Dupe Olusola, the Managing Director/CEO of Transcorp Hotels Plc, reflects on her remarkable journey from navigating the depths of a global pandemic to achieving unprecedented success in the hospitality industry.

Appointed in March 2020, amidst the onset of the COVID-19 pandemic, Olusola found herself at the helm of a company grappling with the severe economic fallout and operational challenges inflicted by the crisis.

Faced with a drop in occupancy rates from 70% to a mere 5%, Olusola and her team were confronted with the daunting task of steering Transcorp Hotels through uncharted waters.

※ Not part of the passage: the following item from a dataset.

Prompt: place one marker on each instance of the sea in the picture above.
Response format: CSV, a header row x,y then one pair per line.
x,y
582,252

Undeterred by the adversity, they embarked on a journey of transformation, leveraging creativity and resilience to navigate the turbulent landscape.

Implementing innovative strategies such as introducing drive-through cinemas, setting up on-site COVID-19 testing facilities, and enhancing take-away services, Transcorp Hotels adapted to meet the evolving needs of its guests and ensure continuity amidst the crisis.

Embracing disruption as a catalyst for growth, Olusola fostered a culture of collaboration and teamwork, rallying her colleagues to overcome obstacles and embrace change.

Through unwavering determination and a commitment to excellence, Transcorp Hotels emerged from the pandemic stronger than ever, breaking profit and revenue records year after year.

“It’s indeed been a great opportunity to learn and relearn, to lead and to grow. When you see success stories, remember it’s a journey with twists, turns, ups and downs but in the end, it will all be okay”, she said.

Olusola’s leadership exemplifies the power of adaptability and perseverance, inspiring her team to transcend limitations and chart a course towards unprecedented success.

As Transcorp Hotels continues to flourish under her stewardship, Olusola remains steadfast in her dedication to driving innovation, fostering growth, and breaking barriers in the hospitality industry.